Traffic by country at Mykonos Airport – 2024
| Place | Country | Total passengers |
|---|---|---|
| 1 | Greece | 543,755 |
| 2 | Italy | 317,209 |
| 3 | United Kingdom | 205,988 |
| 4 | France | 157,628 |
| 5 | Switzerland | 75,883 |
| 6 | Germany | 70,106 |
| 7 | Austria | 52,414 |
| 8 | Spain | 36,009 |
| 9 | Israel | 35,592 |
| 10 | Netherlands | 31,094 |
| 11 | Cyprus | 18,712 |
| 12 | United Arab Emirates | 17,310 |
| 13 | Romania | 15,475 |
| 14 | Hungary | 12,170 |
| 15 | Qatar | 10,325 |

Source:

==Ground transport==
The transfer time from the town to the airport is about 10 minutes.

Transit bus service is provided between the Airport and the city of Mykonos (Chora) and other destinations, (only during summer season).

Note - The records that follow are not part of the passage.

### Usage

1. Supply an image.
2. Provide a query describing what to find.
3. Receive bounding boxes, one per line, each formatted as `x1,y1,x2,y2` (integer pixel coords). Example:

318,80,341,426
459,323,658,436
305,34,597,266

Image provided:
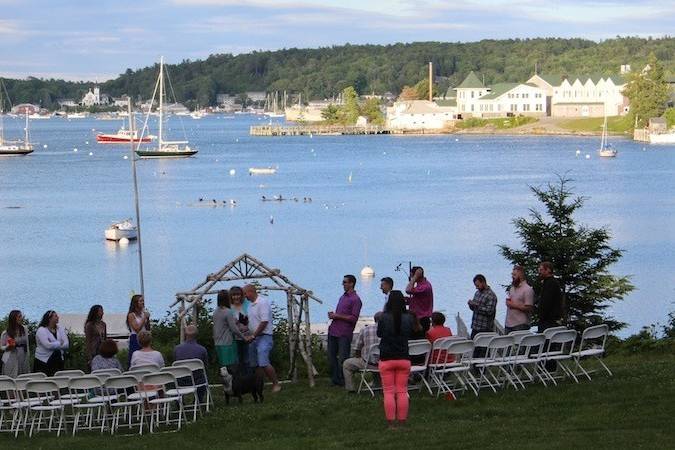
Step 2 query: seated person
427,312,455,364
342,312,382,392
129,330,164,369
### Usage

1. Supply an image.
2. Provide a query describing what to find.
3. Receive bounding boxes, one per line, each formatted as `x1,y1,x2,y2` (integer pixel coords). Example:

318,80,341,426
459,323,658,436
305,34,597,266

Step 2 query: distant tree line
5,37,675,109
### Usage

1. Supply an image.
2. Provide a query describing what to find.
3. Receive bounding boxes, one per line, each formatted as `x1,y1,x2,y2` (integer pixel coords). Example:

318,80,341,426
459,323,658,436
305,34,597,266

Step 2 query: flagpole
128,97,145,297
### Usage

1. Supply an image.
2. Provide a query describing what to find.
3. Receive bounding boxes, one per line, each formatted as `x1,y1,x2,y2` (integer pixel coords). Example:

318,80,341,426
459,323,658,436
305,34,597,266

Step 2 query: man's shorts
248,334,274,367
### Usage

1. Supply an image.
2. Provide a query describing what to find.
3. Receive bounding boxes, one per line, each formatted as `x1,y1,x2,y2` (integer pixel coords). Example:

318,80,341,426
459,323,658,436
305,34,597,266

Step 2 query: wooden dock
250,125,391,136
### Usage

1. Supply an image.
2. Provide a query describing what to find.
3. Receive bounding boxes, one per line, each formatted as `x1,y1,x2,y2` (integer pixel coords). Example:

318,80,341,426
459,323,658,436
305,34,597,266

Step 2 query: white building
386,100,457,130
528,72,628,117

By Car : Mykonos Airport is located 3.5 km from the city of Mykonos (Chora) and is easily accessible via Mykonos provincial road. The journey to and from the city centre takes about 10 minutes. Ornos, Psarrou, Platis Gialos are 3.5 km away from the airport and the journey from the Airport takes about 10–15 minutes.

By Taxi : 24/7 taxi service is available outside the Mykonos Airport Terminal building. The journey from the Airport to the city of Mykonos (Chora) is about 10 minutes and costs 20€ (2022).